“Bazen korkunç şeyler öyle estetik, öyle zarif bir şekilde gerçekleşir ki bunlara şahit olan insanlar o an hissettikleri duyguyu zihinlerinde ve kalplerinde nereye yerleştireceklerini bilemezler.”?— Mine Söğüt, Ormandaki Kalpsiz Ceylan
Bir kalbin göğüsten çıkarılması yalnızca fizyolojik bir şiddet değildir. Bu, aynı zamanda bir tür metafizik suskunluktur; yersizleştirilmiş sevgi, soyutlanmış masumiyet ve inkâr edilmiş bir yaşam hakkı demektir.?Mine Söğüt’ün son eseri Ormandaki Kalpsiz Ceylan, tam da böyle bir yerden, bir suskunluğun yüreğinden konuşmaya başlıyor.
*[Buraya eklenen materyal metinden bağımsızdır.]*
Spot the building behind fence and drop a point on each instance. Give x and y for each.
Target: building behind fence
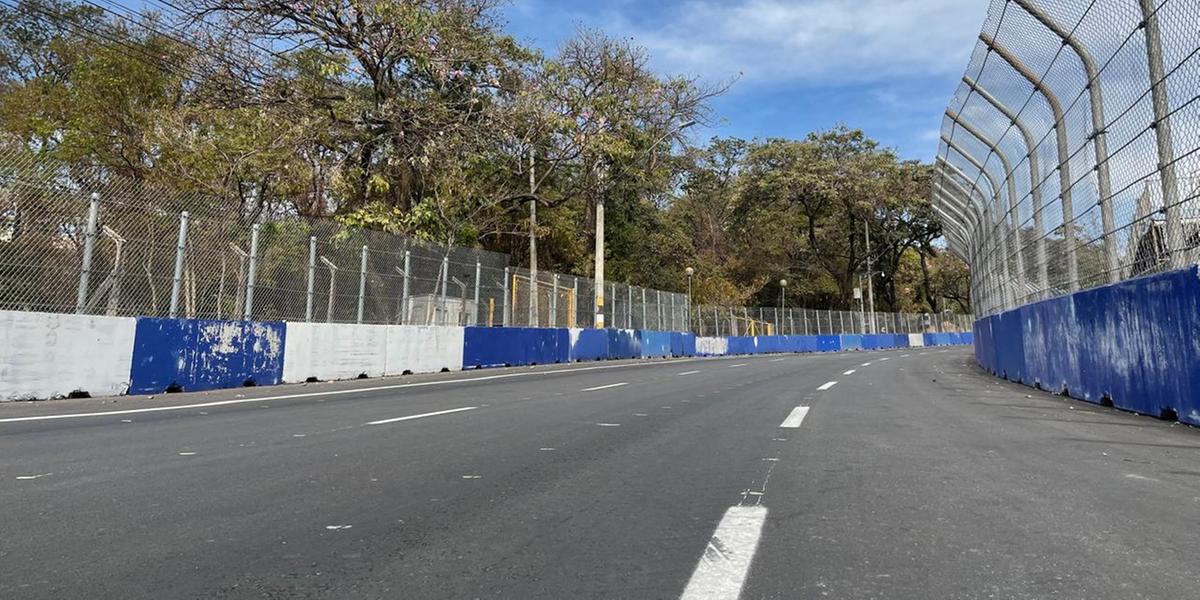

Ceylanın Kalbi ve Estetik Şiddetin Masalı
Masal, Pamuk Prenses’in gölgesinde doğuyor; ama anlatının merkezine bu kez unutturulmuş bir figür, “kalbi çalınan ceylan” yerleşiyor.?Söğüt, klasik masalın bir ayrıntısını büyütüp bir kadrajı genişletiyor:
“Avcı, Prenses’e kıyamadı. Ama ormandaki ceylana kıydı. Çünkü o sadece bir hayvandı.”
İşte bu cümleyle birlikte masalın ruhu değişiyor. Burada artık bir çocuk anlatısından değil, türler arası adaletsizlikten, hiyerarşik merhametten ve insan merkezli etik duygunun sarsıcı eleştirisinden söz ediyoruz.
Avcı’nın karar ânı bir ahlaki çöküş anıdır. Zihinsel bir tembelliğin, politik bir itaate bürünmüş vicdanın dışavurumudur. Prenses’e gösterilen şefkatin, Ceylan’a gösterilmemesi; yalnızca bireylerin değil, türlerin de adaletsiz bir cetvelle ölçüldüğü dünyamıza tutulan aynadır. Ve Avcı'nın iç sesini bastırmak için öpücüğe sığınması, bir iktidar ilişkisinin duygusallıkla perdelenişidir.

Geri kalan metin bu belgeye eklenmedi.